Keep an eye out for any cuts, bubbling or cracking in the sidewall of the tire. If you find any of these, take your tires to a local tire retailer immediately for a professional inspection. Because of the delicate nature of the tire sidewall, you should consider installing your spare tire before driving.

Checking the depth of the tire tread. Checking the depth of the tire tread will enable you to see how many you’ve got left before you need a new tire(s). One way of doing this is by inserting a penny in one of the grooves with Lincoln’s head upside down and facing you. If you can see the top of Lincoln’s head, it is time to replace your tire.

Make sure you tires are inflated properly. Proper inflation is crucial if you want your tires to last a long time. If your tires are underinflated, the sidewall will sag, causing excessive wear on the outside areas of the tread. Under inflation also results in excessive heat, which accelerates wear and may cause a blowout.

Check for any abnormal wear-n-tear. If the tire tread depth is uneven, observe where the wear-n-tear is occurring. You should be able to determine what’s causing it and if it’s not too late, correct the problem before you ruin the rest of the tire’s life expediency. The four most common reasons for premature tire wear are improper inflation, misalignment, lack of rotation and front-end wear. These are things you may want to have inspected at a reliable service center.

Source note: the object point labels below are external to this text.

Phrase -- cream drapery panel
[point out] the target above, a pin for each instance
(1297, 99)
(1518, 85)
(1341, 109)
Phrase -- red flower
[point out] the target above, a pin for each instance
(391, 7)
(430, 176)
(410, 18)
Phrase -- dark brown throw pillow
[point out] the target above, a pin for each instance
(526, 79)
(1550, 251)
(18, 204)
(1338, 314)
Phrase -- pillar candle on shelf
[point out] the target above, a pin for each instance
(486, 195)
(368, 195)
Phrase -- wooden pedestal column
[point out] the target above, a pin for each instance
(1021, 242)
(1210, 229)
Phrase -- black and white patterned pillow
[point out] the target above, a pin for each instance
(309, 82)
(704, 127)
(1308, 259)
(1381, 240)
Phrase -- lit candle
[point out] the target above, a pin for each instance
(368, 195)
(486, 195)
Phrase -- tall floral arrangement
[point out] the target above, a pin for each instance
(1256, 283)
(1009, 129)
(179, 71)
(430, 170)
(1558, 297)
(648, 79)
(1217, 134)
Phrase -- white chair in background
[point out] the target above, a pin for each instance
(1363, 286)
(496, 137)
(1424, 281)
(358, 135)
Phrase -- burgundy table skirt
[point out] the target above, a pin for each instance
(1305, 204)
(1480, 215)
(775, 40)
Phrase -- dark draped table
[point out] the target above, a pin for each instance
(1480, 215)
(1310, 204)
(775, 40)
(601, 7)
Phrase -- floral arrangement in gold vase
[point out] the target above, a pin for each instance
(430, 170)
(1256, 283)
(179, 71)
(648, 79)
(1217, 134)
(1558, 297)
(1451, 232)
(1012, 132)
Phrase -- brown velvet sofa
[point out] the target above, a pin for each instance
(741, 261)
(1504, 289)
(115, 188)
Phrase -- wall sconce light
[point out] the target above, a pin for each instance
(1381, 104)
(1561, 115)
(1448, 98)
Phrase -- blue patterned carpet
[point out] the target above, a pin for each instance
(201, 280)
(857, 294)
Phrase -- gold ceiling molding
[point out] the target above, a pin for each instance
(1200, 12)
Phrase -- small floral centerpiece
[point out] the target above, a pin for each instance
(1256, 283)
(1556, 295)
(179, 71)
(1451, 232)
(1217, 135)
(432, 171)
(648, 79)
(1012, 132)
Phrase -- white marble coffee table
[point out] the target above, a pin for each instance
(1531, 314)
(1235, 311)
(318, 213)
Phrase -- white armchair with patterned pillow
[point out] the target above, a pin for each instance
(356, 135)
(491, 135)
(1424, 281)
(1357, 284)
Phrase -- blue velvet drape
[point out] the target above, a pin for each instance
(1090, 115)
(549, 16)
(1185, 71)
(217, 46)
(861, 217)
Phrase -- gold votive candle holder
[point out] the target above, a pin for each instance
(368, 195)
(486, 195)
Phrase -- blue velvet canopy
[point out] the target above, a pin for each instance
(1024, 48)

Keep your wheels aligned. Wheels that are out of alignment can cause severe damage to your tires. This can also cause decrease traction due to reduced contact with the road. Over time, a slight misalignment can cause a lot of uneven or premature tire wear. If your tires are not aligned properly your tires will wear down a lot faster. If the alignment is off you’ll notice somethings wrong while you’re driving; your vehicle will not drive as well as it did in the beginning and, in the most extreme cases, you could have a pretty difficult time maintaining control of the car. It is recommended that an alignment check should be done with every other oil change.

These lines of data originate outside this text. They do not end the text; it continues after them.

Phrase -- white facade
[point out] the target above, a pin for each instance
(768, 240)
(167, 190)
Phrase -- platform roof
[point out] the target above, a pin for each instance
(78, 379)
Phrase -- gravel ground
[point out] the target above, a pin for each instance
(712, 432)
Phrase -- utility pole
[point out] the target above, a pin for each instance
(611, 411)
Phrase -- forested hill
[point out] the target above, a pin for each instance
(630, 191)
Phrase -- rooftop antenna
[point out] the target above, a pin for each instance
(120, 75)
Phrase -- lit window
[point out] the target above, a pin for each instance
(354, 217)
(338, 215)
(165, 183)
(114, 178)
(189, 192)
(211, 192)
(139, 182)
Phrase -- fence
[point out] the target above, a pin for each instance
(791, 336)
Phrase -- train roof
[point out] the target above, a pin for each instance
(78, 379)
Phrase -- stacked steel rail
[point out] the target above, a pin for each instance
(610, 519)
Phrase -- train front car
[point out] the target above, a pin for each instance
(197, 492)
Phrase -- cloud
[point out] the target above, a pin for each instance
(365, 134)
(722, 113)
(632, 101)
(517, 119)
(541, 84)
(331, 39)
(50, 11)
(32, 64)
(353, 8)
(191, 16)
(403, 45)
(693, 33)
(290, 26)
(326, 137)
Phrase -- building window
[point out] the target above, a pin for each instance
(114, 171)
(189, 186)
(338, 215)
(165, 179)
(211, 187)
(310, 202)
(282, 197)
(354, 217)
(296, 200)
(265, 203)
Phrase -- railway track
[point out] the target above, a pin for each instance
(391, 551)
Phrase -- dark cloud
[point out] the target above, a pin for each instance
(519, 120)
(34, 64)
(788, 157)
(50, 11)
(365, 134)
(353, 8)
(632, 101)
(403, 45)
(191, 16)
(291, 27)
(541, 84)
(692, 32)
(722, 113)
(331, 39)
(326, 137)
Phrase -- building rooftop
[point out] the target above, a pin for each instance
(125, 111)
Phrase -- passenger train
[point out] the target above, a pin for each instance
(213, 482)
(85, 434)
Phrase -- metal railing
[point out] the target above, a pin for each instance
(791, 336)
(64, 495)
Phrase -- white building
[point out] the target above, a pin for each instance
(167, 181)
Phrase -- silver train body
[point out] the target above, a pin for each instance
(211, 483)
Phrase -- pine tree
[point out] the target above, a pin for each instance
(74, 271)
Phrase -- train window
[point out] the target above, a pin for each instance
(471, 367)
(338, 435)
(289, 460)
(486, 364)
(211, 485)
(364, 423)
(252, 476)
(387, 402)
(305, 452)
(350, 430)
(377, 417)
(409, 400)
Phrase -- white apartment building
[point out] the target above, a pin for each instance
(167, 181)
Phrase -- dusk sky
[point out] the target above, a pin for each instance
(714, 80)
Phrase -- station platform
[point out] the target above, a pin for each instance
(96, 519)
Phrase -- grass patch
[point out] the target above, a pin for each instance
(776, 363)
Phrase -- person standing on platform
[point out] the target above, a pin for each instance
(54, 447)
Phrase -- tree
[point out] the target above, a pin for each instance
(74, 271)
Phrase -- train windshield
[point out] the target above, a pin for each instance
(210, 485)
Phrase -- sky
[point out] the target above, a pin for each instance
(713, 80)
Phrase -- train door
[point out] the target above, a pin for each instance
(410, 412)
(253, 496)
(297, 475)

Now that you know how to tell when your tires are worn out and need to replaced, make sure to check your tires on a regular basis. By keeping your tire’s wear-n-tear to a minimum, you and your passengers will be safer on the road and you’ll save a lot of money down the road. Ignoring wear-tear on your tires can quickly lead to more serious and more expensive problems, so always keep your tires on top of the priority list.